HURRAY HURRAY HURRAY I've just spent the best part of 3 hours cursing, scraping knuckles and freezing certain parts off!!!!! BUT it seems to have cured the problem, no engine light and pulling away like a steam train. I made my own wiring loom and it seems to be working.
I can't thank you enough for all of your help,you have saved me a fortune. I just wish I could have found this site earlier.

Thanks again

Mark
 






HURRAY HURRAY HURRAY I've just spent the best part of 3 hours cursing, scraping knuckles and freezing certain parts off!!!!! BUT it seems to have cured the problem, no engine light and pulling away like a steam train. I made my own wiring loom and it seems to be working.
I can't thank you enough for all of your help,you have saved me a fortune. I just wish I could have found this site earlier.

Thanks again

Mark

Ahh the satisfaction of actually fixing a problem AND saving money at the same time. No wonder some of us constantly find stuff to fix on our ex's.

Well done on the fix. Did you heat shrink the joins?
 






yep all sealed and working fine. Do you have any experience with LPG conversions?
 






Chris fitted his own and jcasey007 sorted out his single point injection systen himself so these two would prob be the best 2 to approach for answers.
I have also read posts from a couple of others so may be worth a search on LPG and you might find all the answers you need or who can give you them
 






Just when all was going well

I knew that it would tempt fate if I celebrated fixing my car.......

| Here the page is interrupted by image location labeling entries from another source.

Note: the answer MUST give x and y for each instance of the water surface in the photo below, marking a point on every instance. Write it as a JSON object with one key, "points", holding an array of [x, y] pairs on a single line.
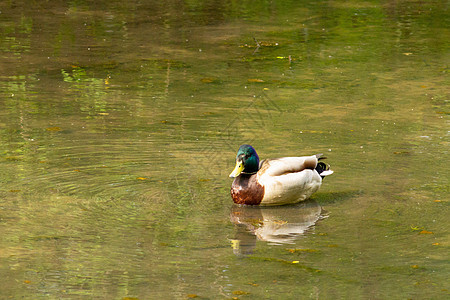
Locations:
{"points": [[119, 124]]}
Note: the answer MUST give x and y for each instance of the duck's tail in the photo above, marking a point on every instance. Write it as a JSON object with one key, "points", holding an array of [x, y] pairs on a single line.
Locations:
{"points": [[322, 168]]}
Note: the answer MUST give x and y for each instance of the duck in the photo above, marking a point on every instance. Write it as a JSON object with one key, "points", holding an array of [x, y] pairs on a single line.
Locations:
{"points": [[279, 181]]}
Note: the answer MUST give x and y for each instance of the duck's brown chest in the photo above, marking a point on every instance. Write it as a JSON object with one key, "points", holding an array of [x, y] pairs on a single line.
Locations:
{"points": [[246, 190]]}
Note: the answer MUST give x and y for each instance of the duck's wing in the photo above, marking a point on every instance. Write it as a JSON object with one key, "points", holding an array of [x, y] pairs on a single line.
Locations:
{"points": [[285, 165]]}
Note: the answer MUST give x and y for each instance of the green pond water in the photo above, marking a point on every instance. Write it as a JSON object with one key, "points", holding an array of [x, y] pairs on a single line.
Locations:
{"points": [[120, 122]]}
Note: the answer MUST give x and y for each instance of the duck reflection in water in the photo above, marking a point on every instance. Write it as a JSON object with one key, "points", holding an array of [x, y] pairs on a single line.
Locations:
{"points": [[275, 225]]}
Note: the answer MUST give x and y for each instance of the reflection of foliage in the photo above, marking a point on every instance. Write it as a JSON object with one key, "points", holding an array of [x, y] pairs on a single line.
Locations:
{"points": [[90, 88], [14, 37]]}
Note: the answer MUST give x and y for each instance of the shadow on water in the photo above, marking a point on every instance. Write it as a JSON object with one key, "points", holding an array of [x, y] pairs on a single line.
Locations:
{"points": [[275, 225]]}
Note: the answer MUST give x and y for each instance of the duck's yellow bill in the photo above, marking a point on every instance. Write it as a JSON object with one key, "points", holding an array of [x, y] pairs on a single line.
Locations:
{"points": [[238, 169]]}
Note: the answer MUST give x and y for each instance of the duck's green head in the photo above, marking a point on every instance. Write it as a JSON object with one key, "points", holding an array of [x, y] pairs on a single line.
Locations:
{"points": [[247, 161]]}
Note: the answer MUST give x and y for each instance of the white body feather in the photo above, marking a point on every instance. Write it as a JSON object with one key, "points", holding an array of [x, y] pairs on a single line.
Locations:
{"points": [[289, 180]]}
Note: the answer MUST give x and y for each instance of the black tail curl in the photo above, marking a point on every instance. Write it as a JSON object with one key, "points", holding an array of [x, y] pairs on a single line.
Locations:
{"points": [[323, 167]]}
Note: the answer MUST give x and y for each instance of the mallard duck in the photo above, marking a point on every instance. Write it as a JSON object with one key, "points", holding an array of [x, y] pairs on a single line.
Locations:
{"points": [[285, 180]]}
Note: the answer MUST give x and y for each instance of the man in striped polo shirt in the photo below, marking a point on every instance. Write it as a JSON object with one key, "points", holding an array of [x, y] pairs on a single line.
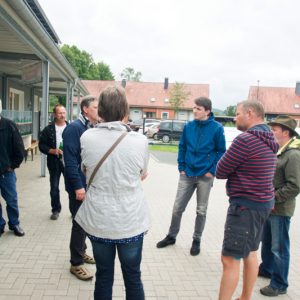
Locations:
{"points": [[249, 166]]}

The gas system is still playing up but is usable; I now have a problem with the petrol side of things.

Just recently I have noticed that occasionally I would lose power when I accelerated. The engine felt like it was holding back but when I took my foot off the pedal and then back on it would allow me to increase the revs. This does not happen all the time. Sometimes I will get an engine light come on, (not sure what the code is yet), but when I switch to gas the light goes out and will stay out even if I switch back to petrol.

Any ideas??
 






I have the same problem with the petrol side of things that occurs after driving over 20 miles on Petrol, I've changed the following

MAF, TPS, Injectors, Cam Sensor, Fuel pressure OK, new plugs, ERG and control electronics etc.

The only one not changed is the crank sensor.

drives fine when idleing up to 2200 rpm, from 2200 to 3000 hesitates and hunts, over 3000 it's fime :(
 






Mine only does this intermittently and it can happen from cold or after driving for a while. I have cleaned out the MAF and IAC valve but it has made no difference.
The best way I can describe it is that it feels as though something is sticking to prevent the revs from picking up which would explain why the problem only happens occasionally.
 






Possible fuel delivery
Have you ever changed fuel filter?
Also dpfe sensor, vaccum lines, egr valve, pcv
 






Thanks for that. I'll start by checking the fuel filter. If I take my foot off the throttle and than back on again the rev's increase, would a blocked filter explain that?

Cheers
 






An Update, I've gone out and bought an OBD reader and it has given me 2 codes,
P1152
P1151P
Would this be a simple O2 sensor replacement on the passenger side?

Cheers
 






It's easy to check the voltage output of the O2 sensor before you replace it.

I would rig up a DVM in the cab, you would then very quickly see the different in voltages generated by the O2 sensor under different driving conditions, and especially when it is playing up.

Low voltage = weak mixture (on a heathy o2 sensor)

If you are accelelrating and you have a low voltage, that would indicate a knackered O2 sensor as they should read rich the instance you put your foor down.

If you keep your foot down (i.e. up a hill or constant accelleration) the O2 sensor should swing the mixture back to the centre point.

J
 






Cheers for that but I'm a bit nervous about checking the volts on the sensors because that's how all the last problems started.